The corpse flower is one of the strangest plants on the planet, famous for the hot stench of death it unleashes when in bloom – a rare and short-lived event that lures in as many tourists as it does pollinators. Opportunities to study the mechanisms behind the odorous performance are rare, but scientists with access to a plant named Morphy have finally lifted the lid on what makes the corpse flower so, well, corpsey.
Morphy the corpse flower is a 21-year-old Amorphophallus titanum that lives in the Life Sciences Greenhouse at Dartmouth. It’s not often people have such a plant on-site, and it gave botanists at the university the chance to collect precious samples whenever Morphy was in the mood to bloom.
“The blooms are rare and also short-lived, so we only get a small window to study these phenomena,” said professor of biological sciences G. Eric Schaller in a statement. Fortunately, they were able to catch a bloom in 2016.
When a corpse flower blooms, the pinky-purple spathe unfolds from an enormous yellow spadix that can grow to 3.7 meters (12 feet), and there’s a cluster of small flowers tucked away at the bottom. It’s the shape of this unusual bloom that really puts the “misshapen penis” in Amorphophallus.
These plants have a weird habit of getting hot shortly before they start to stink, and the team was able to collect nine tissue samples at around the time Morphy’s spadix was hottest. Precious samples in the lab, the team were able to extract high-quality RNA from Morphy’s tissues and conduct further tests to work out which genes were active specifically when the plant is at its hottest and stinkiest – a combo carrion-loving insects are powerless to resist.
Generating heat in animals is made possible through a class of proteins known as uncoupling proteins that help release energy as heat. The plant alternative to uncoupling proteins are known as alternative oxidases, and RNA analyses revealed that they were showing higher expression when flowering began, as were genes involved in sulfur transport and metabolism.
Then, with the help of collaborators at the University of Missouri, they were able to identify the mechanisms that were triggered by these genes.
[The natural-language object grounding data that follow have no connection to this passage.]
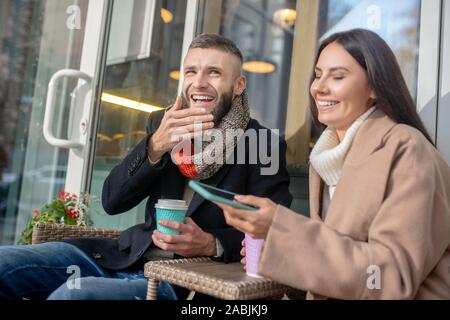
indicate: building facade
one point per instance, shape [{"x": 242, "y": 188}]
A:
[{"x": 79, "y": 77}]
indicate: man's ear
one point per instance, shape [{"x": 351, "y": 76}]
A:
[{"x": 240, "y": 85}]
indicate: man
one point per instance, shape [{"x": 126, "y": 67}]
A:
[{"x": 214, "y": 98}]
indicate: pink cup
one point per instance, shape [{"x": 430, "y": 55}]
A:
[{"x": 253, "y": 249}]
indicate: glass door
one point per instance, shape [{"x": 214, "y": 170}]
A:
[
  {"x": 141, "y": 75},
  {"x": 49, "y": 59}
]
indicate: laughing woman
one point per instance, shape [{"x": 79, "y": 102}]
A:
[{"x": 379, "y": 189}]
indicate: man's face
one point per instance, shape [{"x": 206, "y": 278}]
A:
[{"x": 211, "y": 81}]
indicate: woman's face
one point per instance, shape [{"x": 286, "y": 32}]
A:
[{"x": 340, "y": 89}]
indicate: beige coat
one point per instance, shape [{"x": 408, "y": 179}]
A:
[{"x": 388, "y": 223}]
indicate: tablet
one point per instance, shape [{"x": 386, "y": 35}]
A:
[{"x": 219, "y": 195}]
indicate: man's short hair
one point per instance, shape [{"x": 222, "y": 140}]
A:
[{"x": 215, "y": 41}]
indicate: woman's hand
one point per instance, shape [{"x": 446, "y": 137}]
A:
[
  {"x": 254, "y": 223},
  {"x": 243, "y": 254}
]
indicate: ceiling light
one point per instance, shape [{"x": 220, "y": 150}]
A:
[
  {"x": 128, "y": 103},
  {"x": 285, "y": 17},
  {"x": 166, "y": 15},
  {"x": 258, "y": 66}
]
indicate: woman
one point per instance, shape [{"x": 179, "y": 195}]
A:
[{"x": 379, "y": 190}]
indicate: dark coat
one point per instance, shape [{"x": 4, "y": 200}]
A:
[{"x": 135, "y": 179}]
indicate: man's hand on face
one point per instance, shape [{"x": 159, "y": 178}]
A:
[
  {"x": 178, "y": 124},
  {"x": 192, "y": 241}
]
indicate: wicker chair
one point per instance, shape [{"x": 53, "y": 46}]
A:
[
  {"x": 47, "y": 231},
  {"x": 156, "y": 270}
]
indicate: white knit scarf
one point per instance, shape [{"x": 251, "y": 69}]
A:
[{"x": 328, "y": 155}]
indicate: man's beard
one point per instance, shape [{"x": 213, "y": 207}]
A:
[{"x": 220, "y": 110}]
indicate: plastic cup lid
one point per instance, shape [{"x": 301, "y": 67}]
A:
[{"x": 171, "y": 204}]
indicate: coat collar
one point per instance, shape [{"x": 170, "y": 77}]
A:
[
  {"x": 368, "y": 139},
  {"x": 370, "y": 136}
]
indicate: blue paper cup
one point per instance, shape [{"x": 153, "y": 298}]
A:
[{"x": 171, "y": 210}]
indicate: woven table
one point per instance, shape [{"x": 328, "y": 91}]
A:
[{"x": 217, "y": 279}]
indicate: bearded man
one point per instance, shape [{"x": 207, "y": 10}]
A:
[{"x": 214, "y": 98}]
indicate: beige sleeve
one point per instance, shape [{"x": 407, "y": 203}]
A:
[{"x": 406, "y": 239}]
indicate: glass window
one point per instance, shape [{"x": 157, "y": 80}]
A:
[
  {"x": 140, "y": 77},
  {"x": 286, "y": 34},
  {"x": 35, "y": 42}
]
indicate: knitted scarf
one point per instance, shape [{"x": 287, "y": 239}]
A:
[
  {"x": 206, "y": 163},
  {"x": 328, "y": 155}
]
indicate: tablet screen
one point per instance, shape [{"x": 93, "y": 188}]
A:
[{"x": 218, "y": 192}]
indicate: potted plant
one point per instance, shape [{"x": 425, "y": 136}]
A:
[{"x": 68, "y": 209}]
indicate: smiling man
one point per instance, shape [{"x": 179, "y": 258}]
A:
[{"x": 214, "y": 98}]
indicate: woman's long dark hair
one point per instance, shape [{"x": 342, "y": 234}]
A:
[{"x": 383, "y": 71}]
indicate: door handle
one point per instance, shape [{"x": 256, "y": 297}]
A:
[{"x": 50, "y": 108}]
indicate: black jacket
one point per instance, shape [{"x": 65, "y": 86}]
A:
[{"x": 134, "y": 179}]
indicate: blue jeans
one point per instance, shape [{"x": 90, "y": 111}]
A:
[{"x": 60, "y": 271}]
That involved getting more samples from a subsequent bloom and running them through mass spectrometry to see the levels of amino acids.
It turned out that at the time of blooming, there was lots of something called methionine, an amino acid that’s the precursor for sulfur-based compounds that produce horrendous smells. This then dropped off a few hours later. They also found an amino acid that’s a precursor for putrescine, a key component of the “death smell” of decomposition.
It’s the first time that the molecular explanation for the heat and stench produced by the flowers has been explored, but there’s plenty more we have yet to know about these morbid plants. For instance, Schaller is eager to investigate if corpse flowers in close proximity might synchronize blooms to optimize their appeal to morbidly curious organisms (and no, we don’t mean the tourists).
The study is published in the journal PNAS Nexus.